Financial Reporting Process

  1. Review with management the quality, adequacy and effectiveness of the Corporation’s disclosure controls and procedures and accounting, financial and other internal controls and procedures, and elicit recommendations for both the improvement of existing controls and procedures and the adoption of new controls and procedures.
  2. Inquire of management and the independent accountants about significant risks and exposures, review the Corporation’s policies for risk assessment and management, and assess the steps management has taken to monitor and control any such risk or exposure.
  3. In consultation with the independent accountants and financial management, review and discuss:
    • the integrity of the organization’s financial reporting processes, both internal and external;
    • significant financial reporting issues and judgments made in connection with the preparation of the Corporation’s financial statements;
    • issues and judgments as to the quality of the Corporation’s accounting principles and policies, including the application of such principles and policies in its financial reporting;
    • the clarity of the financial disclosures made by the Corporation; and
    • potential changes in GAAP and other regulatory and accounting initiatives, and their effect on the Corporation’s accounting principles and practices and the preparation and presentation of its financial statements and other disclosures.
  4. Establish policies and procedures for related-party transactions and pre-approve all such transactions in accordance with such policies and procedures.

Process Improvement

  1. Establish regular and separate systems of reporting to the Committee by management and independent accountants regarding any significant judgments made in management’s preparation of the financial statements and the view of each as to appropriateness of such judgments.
  2. Following completion of the annual audit, review separately with management and the independent accountants the audit and any significant difficulties or disputes encountered during the course of the audit, including any restrictions on the scope of work or access to required information, and management’s response, and any other matters related generally to the conduct of the audit.
  3. Review and resolve any disagreements between management and the independent accountants in connection with the preparation of financial statements.
  4. Review with the independent accountants and management the extent to which changes or improvements in financial or accounting practices, as approved by the Committee, have been implemented.

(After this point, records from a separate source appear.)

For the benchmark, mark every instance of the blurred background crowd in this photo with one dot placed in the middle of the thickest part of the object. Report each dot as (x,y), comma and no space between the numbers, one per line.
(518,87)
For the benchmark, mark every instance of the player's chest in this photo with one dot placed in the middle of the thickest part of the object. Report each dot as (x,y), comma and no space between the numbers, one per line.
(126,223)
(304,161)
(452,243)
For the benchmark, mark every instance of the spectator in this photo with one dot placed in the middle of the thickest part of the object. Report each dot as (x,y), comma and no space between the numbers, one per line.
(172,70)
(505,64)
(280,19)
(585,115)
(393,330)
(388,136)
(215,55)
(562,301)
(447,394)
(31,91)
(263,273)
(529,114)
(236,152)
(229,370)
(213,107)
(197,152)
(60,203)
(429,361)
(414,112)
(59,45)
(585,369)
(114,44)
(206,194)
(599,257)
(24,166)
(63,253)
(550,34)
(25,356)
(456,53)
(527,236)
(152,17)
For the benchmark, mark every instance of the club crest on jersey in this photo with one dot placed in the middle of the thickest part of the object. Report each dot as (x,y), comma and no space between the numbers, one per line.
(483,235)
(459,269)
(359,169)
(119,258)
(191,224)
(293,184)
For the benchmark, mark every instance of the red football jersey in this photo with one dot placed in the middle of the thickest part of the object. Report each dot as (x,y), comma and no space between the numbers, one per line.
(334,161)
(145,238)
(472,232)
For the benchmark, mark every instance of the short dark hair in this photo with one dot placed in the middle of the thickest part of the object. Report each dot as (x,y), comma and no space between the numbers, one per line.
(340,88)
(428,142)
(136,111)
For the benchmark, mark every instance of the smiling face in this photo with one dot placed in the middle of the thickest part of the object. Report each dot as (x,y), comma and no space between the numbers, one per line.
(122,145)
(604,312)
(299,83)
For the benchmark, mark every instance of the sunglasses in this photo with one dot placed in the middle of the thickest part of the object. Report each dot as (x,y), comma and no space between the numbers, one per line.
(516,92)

  1. Establish and update as necessary procedures for the receipt, retention and treatment of complaints received by the Corporation regarding accounting, internal accounting controls and auditing matters, and the confidential and anonymous submission by employees of the Corporation of concerns regarding questionable accounting or auditing matters.
  2. Review with the Corporation’s counsel legal matters that may have a material impact on the financial statements, the Corporation’s compliance with legal and regulatory requirements, and the Corporation’s Code of Business Conduct and Ethics, and any material reports or inquiries received from, or correspondence with, regulators or governmental agencies.